Xavier Beulin et Thomas Diemer, audités par le Sénat le 22 septembre.
© Actuagri

 

« A l’évidence, cette crise de fait conjoncturelle se révèle en France une crise structurelle », a conclu Xavier Beulin, président de la FNSEA, devant la commission des Affaires économiques du Sénat qui l’auditionnait avec Thomas Diemer, président de Jeunes agriculteurs (JA), le 22 septembre.


Pour la FNSEA et JA, il faut notamment revoir les soutiens à l’investissement. D’une part, pour moderniser les exploitations, d’autre part, ces investissements longs à rentabiliser (sur 20 à 30 ans) ne sont généralement financés que sur 10 ou 12 ans, ce qui asphyxie les récents investisseurs, en particulier les jeunes.


Certains sénateurs reconnaissent ainsi que ce problème de la compétitivité de l’agriculture n’a pas suffisamment été abordé ces dernières années, quelle que soit la majorité au pouvoir.
Autre problème récurrent pour les agriculteurs, la difficulté d’obtenir dans la durée des prix rémunérateurs. La contractualisation est évoquée comme un levier par Xavier Beulin, à condition qu’elle intègre l’ensemble de la filière, du producteur jusqu’au distributeur.
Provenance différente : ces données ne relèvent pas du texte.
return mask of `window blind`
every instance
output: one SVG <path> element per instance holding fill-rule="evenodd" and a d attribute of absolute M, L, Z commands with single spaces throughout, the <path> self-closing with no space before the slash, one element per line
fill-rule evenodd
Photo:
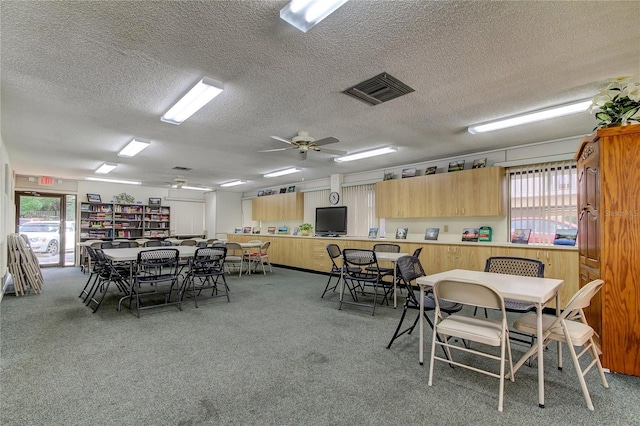
<path fill-rule="evenodd" d="M 376 185 L 364 184 L 342 188 L 343 205 L 347 206 L 347 233 L 365 237 L 369 228 L 378 226 L 376 217 Z"/>

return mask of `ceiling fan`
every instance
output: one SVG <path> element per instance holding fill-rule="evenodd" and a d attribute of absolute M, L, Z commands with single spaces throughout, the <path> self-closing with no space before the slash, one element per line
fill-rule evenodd
<path fill-rule="evenodd" d="M 315 140 L 314 138 L 309 136 L 309 132 L 307 132 L 306 130 L 299 131 L 296 136 L 291 138 L 291 140 L 281 138 L 280 136 L 271 136 L 271 138 L 280 142 L 284 142 L 291 146 L 288 148 L 264 149 L 258 152 L 276 152 L 297 149 L 301 160 L 305 160 L 307 158 L 307 152 L 309 150 L 320 151 L 331 155 L 345 155 L 347 153 L 346 151 L 338 151 L 336 149 L 320 148 L 321 146 L 338 143 L 340 141 L 333 136 Z"/>

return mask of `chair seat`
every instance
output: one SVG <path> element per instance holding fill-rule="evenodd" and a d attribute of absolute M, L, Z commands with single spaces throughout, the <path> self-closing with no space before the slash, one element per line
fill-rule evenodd
<path fill-rule="evenodd" d="M 412 309 L 420 309 L 420 302 L 418 302 L 417 300 L 413 300 L 411 298 L 408 298 L 406 301 L 406 304 L 409 308 Z M 433 299 L 433 297 L 431 296 L 425 296 L 424 297 L 424 310 L 429 310 L 429 309 L 435 309 L 436 308 L 436 301 Z M 441 300 L 440 301 L 440 310 L 443 312 L 458 312 L 459 310 L 462 309 L 462 305 L 459 303 L 453 303 L 453 302 L 449 302 L 447 300 Z"/>
<path fill-rule="evenodd" d="M 489 318 L 455 314 L 438 323 L 438 333 L 490 346 L 500 346 L 502 322 Z"/>
<path fill-rule="evenodd" d="M 504 309 L 510 312 L 529 312 L 535 309 L 536 305 L 519 300 L 504 299 Z"/>
<path fill-rule="evenodd" d="M 558 319 L 555 315 L 542 315 L 542 329 L 547 331 L 553 322 Z M 571 343 L 574 346 L 582 346 L 593 336 L 593 328 L 578 321 L 565 321 Z M 513 326 L 516 330 L 525 333 L 537 334 L 537 316 L 535 314 L 523 315 L 518 318 Z M 556 327 L 548 337 L 559 342 L 566 342 L 562 327 Z"/>

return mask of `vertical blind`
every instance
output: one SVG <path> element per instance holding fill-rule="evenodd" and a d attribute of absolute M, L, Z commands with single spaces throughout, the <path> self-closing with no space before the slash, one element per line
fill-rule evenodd
<path fill-rule="evenodd" d="M 364 184 L 342 189 L 343 205 L 347 206 L 347 233 L 354 237 L 369 234 L 369 228 L 378 226 L 376 217 L 376 186 Z"/>
<path fill-rule="evenodd" d="M 553 244 L 558 229 L 577 229 L 574 161 L 510 167 L 511 232 L 530 229 L 529 242 Z"/>
<path fill-rule="evenodd" d="M 304 193 L 304 221 L 316 226 L 316 207 L 326 207 L 329 202 L 329 190 L 321 189 Z"/>

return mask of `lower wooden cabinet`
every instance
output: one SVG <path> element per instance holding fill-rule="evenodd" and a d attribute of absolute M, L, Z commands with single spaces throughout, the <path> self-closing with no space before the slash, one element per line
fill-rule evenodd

Le président de la FNSEA croit à la loi qui pourrait réglementer ces relations contractuelles, leurs indicateurs et les conditions de révision des accords.


Les sénateurs présents reconnaissent par ailleurs l’importance de la valorisation de l’origine France. Xavier Beulin alerte néanmoins quant à la tentation d’axer l’agriculture française uniquement vers les produits labellisés et à haute valeur ajoutée, qui ne représentent que 18 % de la consommation.


L’idée d’une assurance-revenus semble également partagée par tous, même si les avis divergent sur la forme.


Elus des territoires, les sénateurs sont par ailleurs sensibles à l’importance de favoriser un approvisionnement plus local pour la restauration hors domicile, notamment dans les cantines et les collectivités territoriales.